In case you have been living under a rock, sailing on a Disney cruise or depend on the Sun-Sentinel for your news (more on that later), you know by now that Judge Terry Lewis on Friday ordered legislators to draw up a new congressional map for the state after the old one was ruled to be illegal.
Lewis wants the new map by Aug. 15, meaning that legislators would have to hold a special session over the next two weeks in order to comply with the decision. Lewis said he will then consider whether to order a special election later this year under this new map.
Sunday evening, the Miami Herald‘s Mary Ellen Klas laid out the probable schedule of the special session:
“The plan, to be officially announced on Monday, is to allow most of the legislature return to their districts after they convene, while only those who are members of the House and Senate redistricting committees will stay to work out the details of the revised map. The full House and Senate will then return on Aug. 13 through Aug. 15 to stay until they pass the final map.”
In case you’ree wondering why legislative leaders and others have been so quiet since Friday’s development, here’s one answer:
@WillWeatherford: Looks like I picked an interesting day to have my wisdom teeth pulled out. Good news is I have through most of it.
Weatherford emailed members and staff on Sunday night, essentially saying the Legislature will do what it’s required to do to fix the map, but will fight any effort to impose the map on this cycle’s elections:
“We continue to maintain our strong objection to any attempt to disrupt the current election process. Florida’s Supervisors of Elections have raised serious concerns over changing the elections process at this late date. The NAACP also pointed out in their response to Judge Lewis that, “In a special election, get-out-the-vote infrastructure simply does not exist. Voters who face challenges to political participation – be it financial, job scheduling, transportation, or other impediments – will be irreparably harmed by conducting the election at a time where that infrastructure does not exist.”
“Tens of thousands of our service men and women overseas have received their ballots, and over one million absentee ballots have been mailed to Floridians. Members, we intend to vigorously defend the integrity and validity of Floridians’ votes that have already been and will be cast in the upcoming election.”
Weatherford’s partner in the Florida Senate, Don Gaetz, wrote to members on Friday night, instructing them to not delete any documents or files relevant to redistricting:
“In a memorandum distributed Friday evening, Gaetz instructs all members and staff to ‘keep and do not delete any and all records related to the enactment of new congressional districts, including copies of unfiled draft maps, unfiled draft bills and amendments, correspondence, emails, texts and other electronic communications related to the enactment of new congressional districts, whether sent or received on official Senate accounts or devices or personal email accounts or devices.’ ”

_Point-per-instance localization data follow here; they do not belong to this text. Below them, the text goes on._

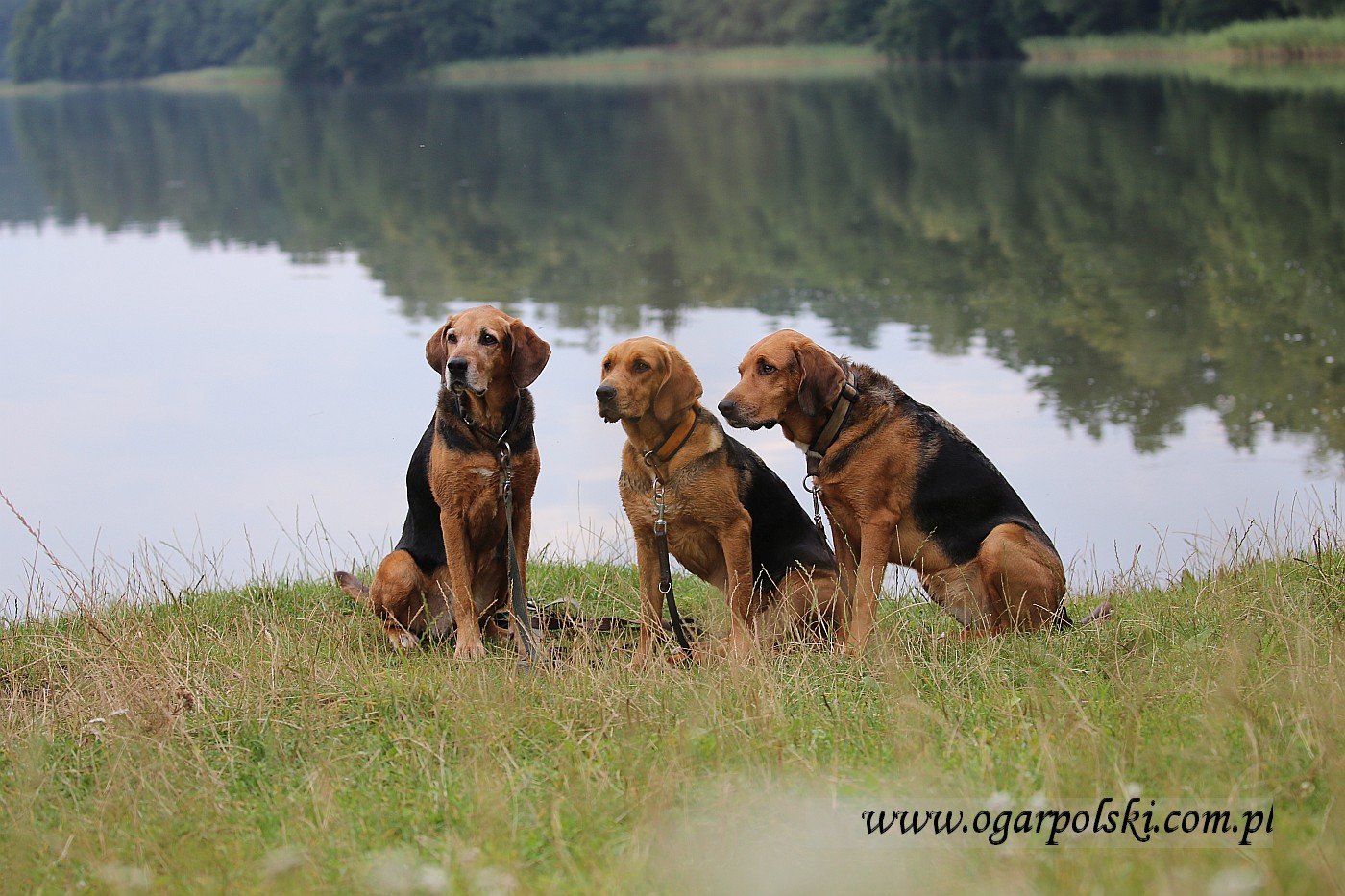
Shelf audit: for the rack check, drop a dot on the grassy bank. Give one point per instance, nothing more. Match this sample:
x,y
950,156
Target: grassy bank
x,y
1286,40
268,739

While lawmakers are remaining quiet about their plans, so too is the consultant class, which was exposed during the redistricting trial as having an outsized influence on the reapportionment process. One prominent Republican consultant responded via text to me asking what they were hearing, “I’ve honestly avoided it on purpose. Don’t want to be deposed.”
So, what will happen once lawmakers are gaveled into special session?
One uber-smart operative predicted that lawmakers will dust off HOOOC9043, which looks like the current map, but fixes the “appendage” issue in northeast Florida that Judge Lewis focused on in his final judgment.
Map 9043 may solve the map issue, but what about the electioneering issues? It is SO important to recognize that Lewis’ order is really two matters. The first is, fix the map. The second part is, once the map is fixed, then he’ll decide about when to implement said map. Lewis could sign-off on the remedial map and then punt it to special elections, which would occur after the Nov. 4 general election.
If special elections are indeed held then, they should “be conducted as all-mail ballot elections,” says Seminole County Supervisor of Elections Mike Ertel, one of the best in the business. All mail elections “would have a lesser impact on local elections, and be more feasible for elections administration.”
This is especially advantageous, Ertel says, if the special elections are conducted after the Nov. 4 general and before the seating of the 114th Congress on January 3. “(I)n Seminole County, 56 percent of our polling locations are in houses of worship, and thus are likely to not be available as polling locations for any December election.”
Meanwhile, if you are looking for a strong opinion about this whole affair, be sure to read consultant Jamie Miller’s takedown on Context Florida of the League of Women Voters.
Oh, and about that shot at the Sun Sentinel … on Saturday, it was the only major newspaper in the state not to front-page the redistricting story. Yet another front-page fail from the Sun Sentinel.